I need hardly say that the calm was only on the surface. Older men, who knew more than undergraduates were likely to do, must have seen that the wave of scepticism which had already broken over Germany was setting towards our own shores, nor was it long, indeed, before it reached them. Ernest had hardly been ordained before three works in quick succession arrested the attention even of those who paid least heed to theological controversy. I mean "Essays and Reviews," Charles Darwin's "Origin of Species," and Bishop Colenso's "Criticisms on the Pentateuch."
This, however, is a digression; I must revert to the one phase of spiritual activity which had any life in it during the time Ernest was at Cambridge, that is to say, to the remains of the Evangelical awakening of more than a generation earlier, which was connected with the name of Simeon.
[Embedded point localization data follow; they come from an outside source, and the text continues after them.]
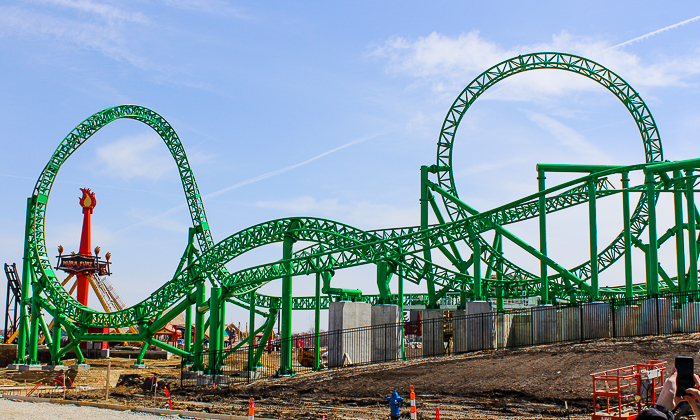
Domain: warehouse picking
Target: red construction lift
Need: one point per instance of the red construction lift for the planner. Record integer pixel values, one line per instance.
(623, 392)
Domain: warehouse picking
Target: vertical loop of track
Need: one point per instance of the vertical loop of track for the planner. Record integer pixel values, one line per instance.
(558, 61)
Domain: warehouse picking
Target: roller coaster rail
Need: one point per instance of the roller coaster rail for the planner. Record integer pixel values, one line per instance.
(407, 253)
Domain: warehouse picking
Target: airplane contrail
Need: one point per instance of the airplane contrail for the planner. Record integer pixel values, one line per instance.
(261, 177)
(658, 31)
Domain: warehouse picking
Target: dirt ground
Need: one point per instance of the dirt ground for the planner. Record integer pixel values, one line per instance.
(526, 383)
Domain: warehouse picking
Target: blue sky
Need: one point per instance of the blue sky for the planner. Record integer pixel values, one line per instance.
(261, 93)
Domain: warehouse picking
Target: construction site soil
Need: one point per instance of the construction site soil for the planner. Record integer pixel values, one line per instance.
(521, 383)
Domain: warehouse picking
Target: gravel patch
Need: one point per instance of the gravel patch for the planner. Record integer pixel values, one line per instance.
(20, 410)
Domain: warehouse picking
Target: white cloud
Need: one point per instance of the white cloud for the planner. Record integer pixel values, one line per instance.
(448, 64)
(136, 156)
(103, 10)
(362, 214)
(217, 7)
(569, 138)
(102, 29)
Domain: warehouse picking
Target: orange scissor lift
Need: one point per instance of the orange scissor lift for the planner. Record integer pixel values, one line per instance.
(621, 393)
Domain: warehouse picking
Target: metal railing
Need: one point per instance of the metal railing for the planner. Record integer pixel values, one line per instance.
(446, 333)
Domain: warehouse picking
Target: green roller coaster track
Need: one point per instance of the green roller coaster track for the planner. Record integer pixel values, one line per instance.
(403, 252)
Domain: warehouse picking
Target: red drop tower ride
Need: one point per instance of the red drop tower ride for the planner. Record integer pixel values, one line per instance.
(83, 264)
(87, 202)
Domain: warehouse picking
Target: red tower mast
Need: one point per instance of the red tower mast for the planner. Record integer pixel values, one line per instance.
(87, 202)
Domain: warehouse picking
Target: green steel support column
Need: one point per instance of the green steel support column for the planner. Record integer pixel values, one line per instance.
(682, 282)
(56, 344)
(463, 295)
(269, 325)
(34, 327)
(692, 246)
(499, 273)
(499, 298)
(652, 255)
(317, 324)
(188, 329)
(286, 336)
(25, 300)
(48, 338)
(544, 291)
(593, 239)
(142, 353)
(188, 311)
(627, 234)
(403, 345)
(424, 206)
(214, 337)
(222, 325)
(477, 269)
(383, 283)
(251, 329)
(199, 328)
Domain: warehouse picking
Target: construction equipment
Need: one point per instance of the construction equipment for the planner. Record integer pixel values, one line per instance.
(623, 392)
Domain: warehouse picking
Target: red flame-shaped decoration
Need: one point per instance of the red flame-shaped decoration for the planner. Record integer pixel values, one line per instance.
(88, 201)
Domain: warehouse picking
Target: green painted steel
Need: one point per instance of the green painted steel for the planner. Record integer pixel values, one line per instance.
(406, 251)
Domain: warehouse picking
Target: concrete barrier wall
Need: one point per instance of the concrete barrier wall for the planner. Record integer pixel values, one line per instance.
(569, 323)
(596, 320)
(656, 316)
(386, 333)
(474, 327)
(356, 344)
(433, 334)
(503, 322)
(544, 320)
(690, 317)
(520, 333)
(628, 321)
There were still a good many Simeonites, or as they were more briefly called "Sims," in Ernest's time. Every college contained some of them, but their headquarters were at Caius, whither they were attracted by Mr Clayton who was at that time senior tutor, and among the sizars of St John's.
Behind the then chapel of this last-named college, there was a "labyrinth" (this was the name it bore) of dingy, tumble-down rooms, tenanted exclusively by the poorest undergraduates, who were dependent upon sizarships and scholarships for the means of taking their degrees. To many, even at St John's, the existence and whereabouts of the labyrinth in which the sizars chiefly lived was unknown; some men in Ernest's time, who had rooms in the first court, had never found their way through the sinuous passage which led to it.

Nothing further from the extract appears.